Una vez más estamos hablando de lo que los expertos llaman dietas milagro. Y es que no hay otra manera de llamar a esta dieta que promete que tomando sopa de repollo durante 7 días podrás perder hasta 4,5 kilos.

En este régimen aunque el alimento principal es la dichosa sopa de repollo, también incluye frutas, carne de ternera, leche desnatada y verduras, aunque solo en determinados días.

Se trata de una dieta hipocalórica, con bajo aporte energético y proteico, pobre en grasas y en hidratos de carbono. Al metabolizarla, el cuerpo quema más calorías que las aportadas por la sopa. Sus seguidores aseguran de que si la sigues al pie de la letra podrías perder 4,5 kilos tras la semana de realización.

La sopa de repollo es una dieta que puede proporcionarte una rápida bajada de peso, pero no estamos hablando de una dieta médica ni nutricionalmente sólida. Además, es probable que tras dejar este régimen sufras lo que comunmente se llama rebote.

Y es que los primeros kilos que pierdes son de agua. Y seguir una dieta de 1.000 calorías diarias es peligroso para tu salud. Seguir una dieta tan restringida en cuanto al consumo de carbohidratos y grasas etc, puede dar una sobrecarga hepática y renal, amén de problemas de deshidratación y, en el caso de mujeres que estén en la menopausia, la acidosis metabólica de la que hemos hablado puede producir problemas óseos o agravar la osteoporosis.

El problema de estas dietas es que son desequilibradas, se hacen sin una supervisión médica, se disminuye drásticamente la ingesta de energía o, incluso, se saltan comidas y se practican ayunos poco recomendables. Es entonces cuando son altamente peligrosas y pueden causar, entre otros trastornos, deficiencias de nutrientes y llegado a un extremo desnutrición.

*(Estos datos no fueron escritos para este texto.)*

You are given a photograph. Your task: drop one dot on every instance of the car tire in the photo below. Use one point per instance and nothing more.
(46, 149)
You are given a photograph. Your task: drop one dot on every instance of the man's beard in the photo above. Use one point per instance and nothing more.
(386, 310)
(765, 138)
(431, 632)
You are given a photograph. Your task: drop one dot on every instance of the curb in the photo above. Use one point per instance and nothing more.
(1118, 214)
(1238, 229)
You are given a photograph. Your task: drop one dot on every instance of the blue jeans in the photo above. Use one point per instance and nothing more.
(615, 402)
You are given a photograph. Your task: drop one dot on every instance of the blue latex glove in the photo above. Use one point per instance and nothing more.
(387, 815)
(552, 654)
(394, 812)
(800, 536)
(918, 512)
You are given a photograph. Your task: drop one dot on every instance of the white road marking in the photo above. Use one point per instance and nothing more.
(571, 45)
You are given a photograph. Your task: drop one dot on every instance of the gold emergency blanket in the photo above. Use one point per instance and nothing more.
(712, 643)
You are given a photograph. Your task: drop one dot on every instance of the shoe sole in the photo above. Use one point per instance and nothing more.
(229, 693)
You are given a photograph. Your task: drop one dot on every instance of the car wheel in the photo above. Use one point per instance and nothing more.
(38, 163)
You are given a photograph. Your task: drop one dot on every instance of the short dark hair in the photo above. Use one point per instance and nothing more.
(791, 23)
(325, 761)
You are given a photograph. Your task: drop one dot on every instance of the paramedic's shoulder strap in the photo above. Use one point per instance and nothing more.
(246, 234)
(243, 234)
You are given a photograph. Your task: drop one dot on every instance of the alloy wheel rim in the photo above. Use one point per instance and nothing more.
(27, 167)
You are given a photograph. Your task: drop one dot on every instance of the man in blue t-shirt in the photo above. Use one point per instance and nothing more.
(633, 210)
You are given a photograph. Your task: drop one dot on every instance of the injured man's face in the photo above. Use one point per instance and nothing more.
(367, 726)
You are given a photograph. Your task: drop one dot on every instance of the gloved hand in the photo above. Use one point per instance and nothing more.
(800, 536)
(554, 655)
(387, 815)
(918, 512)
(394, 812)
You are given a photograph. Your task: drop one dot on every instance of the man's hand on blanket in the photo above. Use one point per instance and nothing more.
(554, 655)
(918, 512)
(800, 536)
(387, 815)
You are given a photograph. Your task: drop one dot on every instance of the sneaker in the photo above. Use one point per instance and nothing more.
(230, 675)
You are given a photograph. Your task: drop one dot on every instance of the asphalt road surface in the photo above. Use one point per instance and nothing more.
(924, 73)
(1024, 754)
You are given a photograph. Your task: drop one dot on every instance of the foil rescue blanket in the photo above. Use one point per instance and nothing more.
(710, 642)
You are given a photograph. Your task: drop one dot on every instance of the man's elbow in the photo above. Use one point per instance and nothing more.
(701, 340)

La recuperación del peso perdido tras una dieta de adelgazamiento es un fenómeno habitual que repercute muy negativamente sobre la salud y al que con frecuencia no se da importancia, y eso es lo que suele suceder con todas estas dietas llamadas yoyó. Este efecto se produce porque el balance energético que regula el peso corporal reduce o aumenta el gasto energético dependiendo de la ingesta, pero con una clara tendencia al ahorro de energía, de forma que si se aumenta la ingesta se incrementa levemente el gasto, mientras que si se aminora la ingesta la reducción del gasto es mucho mayor. Es decir, la respuesta tiende claramente a preservar la grasa corporal como reserva energética.